Today's development is significant as it demonstrates the practical implementation of the CMA's Green Claims Code, adding the CMA's regulatory weight to the growing list of greenwashing notifications made by the Advertising Standards Agency. The Green Claims Code, published in 2021, is a CMA code and guidance on avoiding misleading sustainability claims. This enhanced the CMA's policy statement that they would investigate sustainability claims to ensure that consumers could trust the representations that are being made about the environmental and social impact of products.
For many, environmental, social and governance (ESG) has been a dynamic that has lacked regulatory bite and accountability. However, that view, as underlined by the CMA today, is short-sighted. ESG is about the gap between a standard of performance that business feels meets legal requirements and stakeholders' (or society's) expectation of that performance level. We wrote a few years ago about the changing view of the person on the Clapham Omnibus in relation to environmental and social impacts (the standard of care in negligence). We argued that stakeholders will find legal recourse to hold to account performance that falls below the standard of care. When it comes to making sustainability claims about fashion products, this was a legal risk yesterday. Today, it is a legal liability. The better way to view ESG legal risk management is that legal liability is crystallising and will continue to do so at an accelerated pace. Visibility of your exposures, including director and officer liability, and an understanding of how to manage the risk, is central to enterprise value.
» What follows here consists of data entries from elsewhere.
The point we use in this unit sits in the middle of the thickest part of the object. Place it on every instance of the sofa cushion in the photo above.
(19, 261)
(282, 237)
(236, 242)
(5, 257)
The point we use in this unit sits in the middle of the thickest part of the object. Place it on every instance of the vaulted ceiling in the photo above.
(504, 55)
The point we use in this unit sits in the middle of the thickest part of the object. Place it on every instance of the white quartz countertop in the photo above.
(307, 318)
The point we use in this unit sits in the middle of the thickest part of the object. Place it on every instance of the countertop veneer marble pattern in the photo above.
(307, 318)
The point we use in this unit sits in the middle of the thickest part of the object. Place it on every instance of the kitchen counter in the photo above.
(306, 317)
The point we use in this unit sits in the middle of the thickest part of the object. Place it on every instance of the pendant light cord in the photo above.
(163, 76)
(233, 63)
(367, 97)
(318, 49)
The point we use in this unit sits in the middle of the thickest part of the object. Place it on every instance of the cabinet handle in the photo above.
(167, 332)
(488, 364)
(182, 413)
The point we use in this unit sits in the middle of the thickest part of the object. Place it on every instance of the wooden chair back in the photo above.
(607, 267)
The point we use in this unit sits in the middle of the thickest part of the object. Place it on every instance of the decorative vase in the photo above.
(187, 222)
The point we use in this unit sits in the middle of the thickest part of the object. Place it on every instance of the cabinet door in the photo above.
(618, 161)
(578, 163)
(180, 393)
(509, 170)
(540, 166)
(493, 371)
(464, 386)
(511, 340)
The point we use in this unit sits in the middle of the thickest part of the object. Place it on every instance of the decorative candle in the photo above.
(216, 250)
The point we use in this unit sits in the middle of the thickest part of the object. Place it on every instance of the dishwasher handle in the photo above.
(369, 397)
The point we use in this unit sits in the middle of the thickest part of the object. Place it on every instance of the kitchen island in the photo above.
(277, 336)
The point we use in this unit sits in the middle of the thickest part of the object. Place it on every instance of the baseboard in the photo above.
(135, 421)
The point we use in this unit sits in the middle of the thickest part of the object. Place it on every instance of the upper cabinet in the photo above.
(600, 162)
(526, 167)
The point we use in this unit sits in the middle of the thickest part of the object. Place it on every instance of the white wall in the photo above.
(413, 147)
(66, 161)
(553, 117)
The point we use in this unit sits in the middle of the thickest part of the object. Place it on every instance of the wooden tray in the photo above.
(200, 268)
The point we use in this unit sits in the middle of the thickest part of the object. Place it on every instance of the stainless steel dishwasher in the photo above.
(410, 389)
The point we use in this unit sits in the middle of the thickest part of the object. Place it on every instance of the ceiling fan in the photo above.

Practically then, what does this mean for the fashion industry, or indeed any business making sustainability claims to enhance their market position?
Quite simply, it means that if you make a sustainability statement, you have to be able to legally back it up. However, doing so is no simple task. Businesses that wish to manage this risk would be well advised to identify their claims and commission an external legal review on the efficacy of their substantiation and reasonableness of messaging. This will be a complex process for the fashion industry, as evidence will need to be provided from supply chains and the robustness of certification fully appraised.
Arguably, responsible businesses will have this audit trail already in place but, in the absence of a legal requirement to manage environmental and social risk in the supply chain, will the lack of regulatory bite have discouraged businesses from investing in this level of risk management?
Wait, isn't there talk of new regulation on supply chain due diligence? It becomes law in Germany next year, the UK has Forest Risk Products included in the 2021 Environment Act, the EU is developing a corporate sustainability value chain due diligence law, and other countries are moving in that direction. ESG legal risk today, ESG legal liability tomorrow.